On the surface, Rush Hour 3 and The Bourne Ultimatum sound like they could both appeal to the same kind of movie-goer. You know the type. An under-30 male (like me) who likes watching big action scenes with even bigger explosions. Sure, the Rush Hour series is decidedly more comedic, whereas the Bourne series is more cerebral, but if you like gunfights and thrilling sequences — accompanied by some pretty awesome stars — there should be a fair bit of appeal in both camps. However, these two movies couldn’t be more different.


As you recall, I lambasted Rush Hour 3 for feeling far too contrived and making very little sense as to why things happened the way they did. The script just tossed in elements for no good reason, other than to provide an excuse to use a certain joke. Thankfully, The Bourne Ultimatum does not do that.

In the first two Bourne movies — The Bourne Identity and The Bourne Supremacy — we followed the journey of Jason Bourne as he tried to discover his past. Suffering from retrograde amnesia, he has no idea who he is, other than the fact that he works for the government as some sort of secret agent. He has remarkable combat skills and has an uncanny ability for knowing exactly what is going on at any given moment. His observation and planning skills are second-to-none. In The Bourne Ultimatum, he finally uncovers his past, and more importantly, his true identity and how he came to become who he is today.

The action starts right away and it really doesn’t let up until the very end of the movie. This flick truly is an absolute thrill right from the get-go, sending that beautiful adrenaline coursing through your veins for a solid two hours of fist fights, high speed chases, and clever booby traps. Yes, there are action sequences that feel very drawn out — the battle between Jason Bourne (played by Matt Damon) and Desh Bouksani (a Blackbriar agent played by Joey Ansah) in Tangier immediately comes to mind — but this is absolutely forgivable, given just how great it was. From ripping through narrow streets on a scooter to strategic hand-to-hand combat, my heart was throbbing the entire time and I loved it.

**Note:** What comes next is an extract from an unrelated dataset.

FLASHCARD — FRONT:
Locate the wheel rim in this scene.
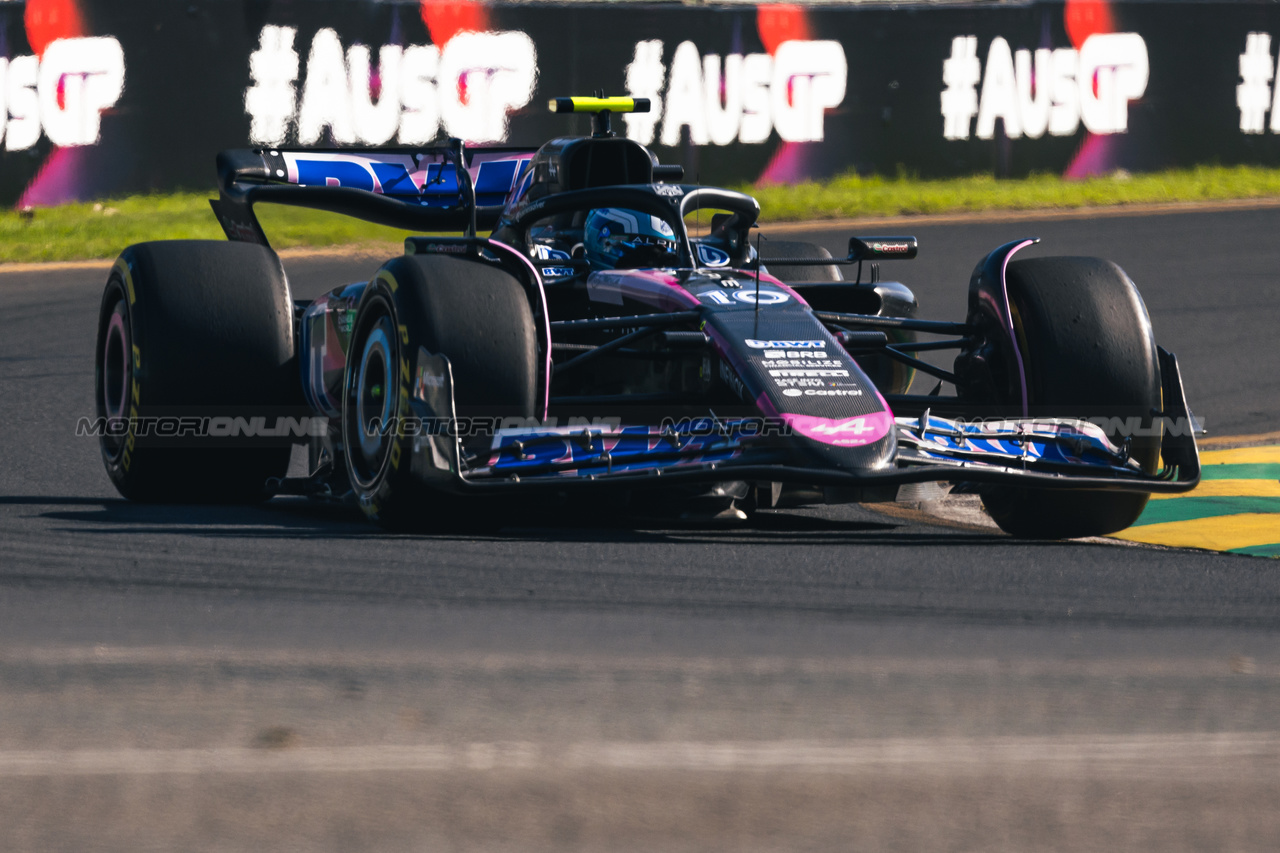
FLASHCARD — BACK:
[99,297,132,457]
[347,313,397,487]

Just like the first two movies, there’s a lot of shaky camera work in The Bourne Ultimatum, so if you’re prone to motion sickness or seizures, this film might not be the best idea for you. There’s a little bit of a Blair Witch Project effect going on, but it just adds to the tension of the movie. Couple that tension with harsh action scenes and cerebral battles and you’ve seriously got yourself a winner. One of the best examples of this brilliant combination is the sequence where Jason Bourne is attempting to guide journalist Simon Ross (Paddy Considine) through Waterloo Station and protect him from being killed. The timing, the observation, the quick-thinking… it’s all terribly entertaining.

If The Bourne Ultimatum can be equated to a chess game, then Rush Hour 3 is tiddlywinks. Matt Damon does a fantastic job in reprising the role of Jason Bourne, because you actually believe that he is intelligent, but at the same time, you realize that he can snap your neck in half a second too. Harrison Ford served us well as Jack Ryan and if the Bourne trilogy is any indication, Matt Damon will continue to serve us well as a cerebral action star. Seriously, if you enjoyed the first two movies, you absolutely have to watch The Bourne Ultimatum. It’s that good.